2019 Jaguar F-Pace SVR First Drive Review: Everything You Need To Know

We put Jag’s sporty new 550 HP ute to the ultimate test in the French Alps.

Jaguar F-PACE SVR Promo

After his ruinous defeat attempting to invade Russian, in 1814 French Emperor Napoléon Bonaparte was stripped of his title and banished to the Mediterranean island of Elba to live out the end of his days. 

That didn’t last. In early 1815 he escaped and hit shore in southern France, quickly working his way back to Paris to start stirring up trouble again. Instead of stopping him, French regiments kept joining their former leader as he forged what is now dubbed the Route Napoléon up towards the capital.

We are currently on that road, except instead of horseback we’re currently flogging, oh, about 550 galloping horses making short work of this gorgeous piece of asphalt. 


With the supercharged V8 snorting angrily through the quad tailpipes behind us, we zoom down the snaking road that hugs these Alp foothills. 

Hard to tell which is more glorious: the Jaguar F-PACE SVR we’re leading towards St. Tropez, or this route that Napoléon took over two centuries ago. Sometimes the treacherous S-curves make way for wide sweeping downhill runs, and few things could gift more joy.

The F-PACE SVR is the result of automotive alchemy recently committed by Jaguar Land Rover’s Special Vehicles Operations (SVO) dedicated performance arm. 


In an act of engineering hubris, they’ve transplanted the fire-breathing 5.0-liter supercharged V8 used in their top-of-the-line F-TYPE R sportscars and super high-end Range Rovers into the slightly more pedestrian F-PACE SUV, and let it off the chain in southern France.

Let’s just say there are worse ways to traverse the Côte d’Azur than in a 550-horsepower SUV — especially one that’s been so thoroughly retouched by the SVO team from nose to tailpipe. 

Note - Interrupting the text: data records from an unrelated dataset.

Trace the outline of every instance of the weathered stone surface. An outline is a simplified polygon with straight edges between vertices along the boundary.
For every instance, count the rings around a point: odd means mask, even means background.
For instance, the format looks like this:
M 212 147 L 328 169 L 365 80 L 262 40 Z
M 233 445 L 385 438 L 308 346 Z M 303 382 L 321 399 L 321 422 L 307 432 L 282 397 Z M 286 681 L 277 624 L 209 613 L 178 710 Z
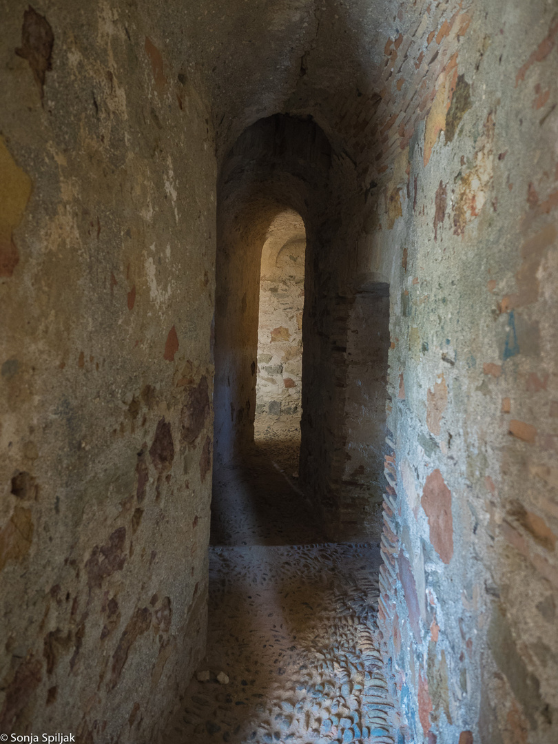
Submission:
M 453 556 L 452 493 L 437 468 L 427 477 L 420 503 L 429 519 L 430 542 L 444 563 Z

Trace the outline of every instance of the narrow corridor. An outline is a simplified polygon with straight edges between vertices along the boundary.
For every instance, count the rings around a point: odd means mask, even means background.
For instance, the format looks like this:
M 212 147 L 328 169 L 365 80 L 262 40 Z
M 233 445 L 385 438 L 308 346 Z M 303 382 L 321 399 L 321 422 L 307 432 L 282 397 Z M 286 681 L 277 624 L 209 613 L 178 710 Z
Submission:
M 263 423 L 216 474 L 208 655 L 164 740 L 394 744 L 379 551 L 325 542 L 296 487 L 295 434 L 274 433 Z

With more than 500+ lb-feet of torque, the lump unloads great avalanches of power, so much so that we’re passing a train of cars stuck behind languishing RVs, swallowing up Fiats like Pac Man dots, while climbing uphill

With zero hesitation. The SVR boasts 170 more horses than the erstwhile most powerful F- PACE S, allowing for a dizzying zero-to-60 mph run of just 4.1 seconds en route to a 176-mph top speed. It’s hard to imagine needing more power in an SUV.


But it’s not just the engine that feels special. SVO engineers recalibrated the ZF 8-speed Quickshift transmission, Dynamic Stability Control, AWD and Electric Power Assisted Steering systems. 

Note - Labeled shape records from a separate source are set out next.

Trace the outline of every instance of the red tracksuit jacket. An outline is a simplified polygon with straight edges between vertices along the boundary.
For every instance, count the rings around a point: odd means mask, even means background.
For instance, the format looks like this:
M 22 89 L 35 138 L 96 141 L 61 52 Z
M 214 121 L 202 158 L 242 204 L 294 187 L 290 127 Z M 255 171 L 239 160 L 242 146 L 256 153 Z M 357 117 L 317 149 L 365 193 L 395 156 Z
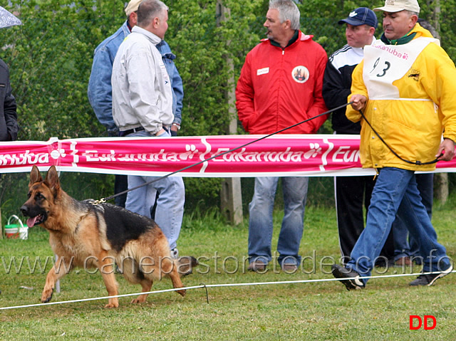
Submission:
M 263 39 L 247 54 L 236 88 L 236 107 L 247 132 L 271 134 L 327 110 L 321 88 L 328 57 L 312 36 L 299 31 L 285 48 Z M 283 133 L 315 133 L 327 118 Z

They added a rear electronic active differential and torque vectoring (via braking), the former which allows up to 100 percent power to be pushed to the rear axle (with never more than 50 percent going to the front). 

Larger two-piece brakes (15.5-inch up front and 15.6-inch in rear) were installed, as was a retuned variable valve active exhaust delivering the famous Jaguar snarl as the F-PACE humiliates lesser vehicles.

Other than the engine, the second most salient aspect of the SVO-touched F-PACE SVR is its ride and handling. This focus on retaining ride comfort with added performance is no lucky error, as newly minted CEO of the SVO division Jamal Hameedi explained to me the previous evening over dinner.


“Last fall I discovered what a Jaguar was born from — it was the first time I’d ever driven an E-Type,” Hameedi tells me, gushing about his experience behind the wheel of a 1963 “Number 41” E-Type. 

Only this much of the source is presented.